Eppure quelle difficoltà generarono uno spirito collettivo che si opponeva all’individualismo.
Vero. Era la continuazione dello spirito collettivo degli anni ’60. Molti hippy hanno donato i loro spazi controculturali alla scena punk. Siccome nei locali per concerti non potevano entrare i minorenni, i figli dei fiori aprirono le loro gallerie d’arte per far esibire band agli esordi come la nostra. Internet era agli albori, ci facevamo pubblicità con le locandine, attraverso le fanzine. C’era una solidarietà che ora non esiste più. Venivamo in Italia e subito ci trovavano il posto per dormire, per suonare. Diventai amico dei Negazione, gruppo pazzesco. In un centro sociale di Udine conobbi anche quella che sarebbe diventata la prima moglie di Mike Patton, che aveva un gruppo punk con la sorella.

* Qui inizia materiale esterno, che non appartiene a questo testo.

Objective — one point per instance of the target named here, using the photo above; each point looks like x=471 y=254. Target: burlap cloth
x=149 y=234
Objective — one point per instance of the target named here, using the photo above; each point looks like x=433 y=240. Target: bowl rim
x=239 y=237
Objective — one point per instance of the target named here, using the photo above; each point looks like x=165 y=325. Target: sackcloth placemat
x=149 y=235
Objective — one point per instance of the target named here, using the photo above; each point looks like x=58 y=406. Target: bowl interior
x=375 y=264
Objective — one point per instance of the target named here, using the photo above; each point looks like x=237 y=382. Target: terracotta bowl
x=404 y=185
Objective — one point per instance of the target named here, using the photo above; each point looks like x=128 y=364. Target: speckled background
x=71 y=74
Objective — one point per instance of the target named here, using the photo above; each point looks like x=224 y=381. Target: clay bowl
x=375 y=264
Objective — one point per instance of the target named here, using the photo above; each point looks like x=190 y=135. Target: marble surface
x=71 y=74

Poi il mainstream ha divorato l’underground.
È la progressione naturale delle cose: nascono, diventano popolari, si trasformano. L’attivismo degli anni ’60 e ’70 si è trasferito nel punk degli anni ‘80 per diventare i Green Day negli anni ’90, che di antagonista hanno ben poco. Anche il rap ha subito una metamorfosi ed è sempre meno l’idioma della strada. Quel periodo però resta unico: eravamo una tribù, accomunati dalla stessa visione delle cose al di qua e al di là dell’Atlantico, una comunità che reagiva a un establishment sempre più distante dalle persone.

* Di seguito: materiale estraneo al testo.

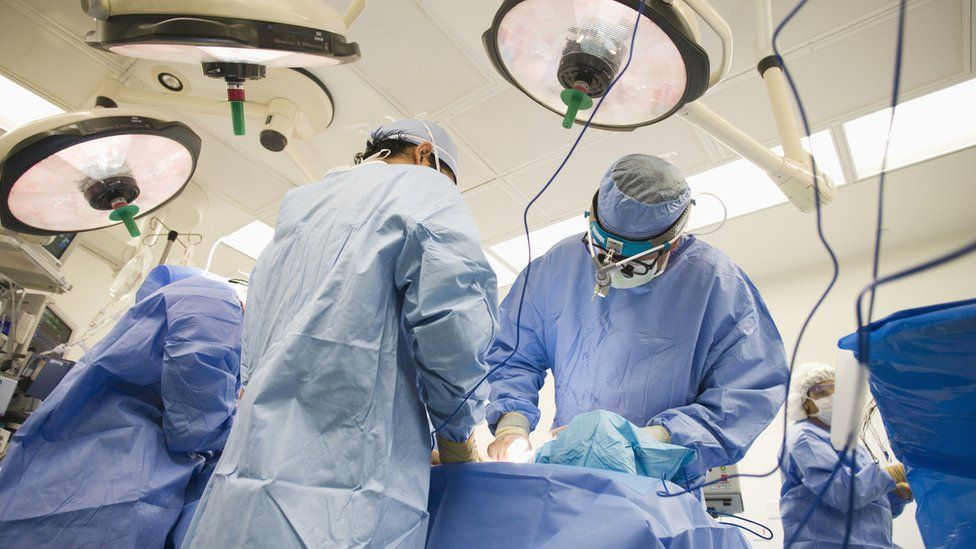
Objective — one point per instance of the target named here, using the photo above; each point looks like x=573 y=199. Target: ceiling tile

Con DC Special si rievoca quello spirito fraterno.
È una bella soddisfazione. Alla mia età suono ancora con i miei amici delle superiori di Bailey’s Crossroads. Ogni evento nella vita ha un senso. Ad esempio, se Dave non avesse lasciato gli Scream per i Nirvana io non sarei andato a Los Angeles e non avrei conosciuto Dave Catching degli Earthlings? e Greg Anderson dei Goatsnake, le altre band in cui canto. Quello spirito resta unico perché quel periodo lo fu, ma la stessa attitudine si può riprodurre anche ora. Dipende unicamente da noi.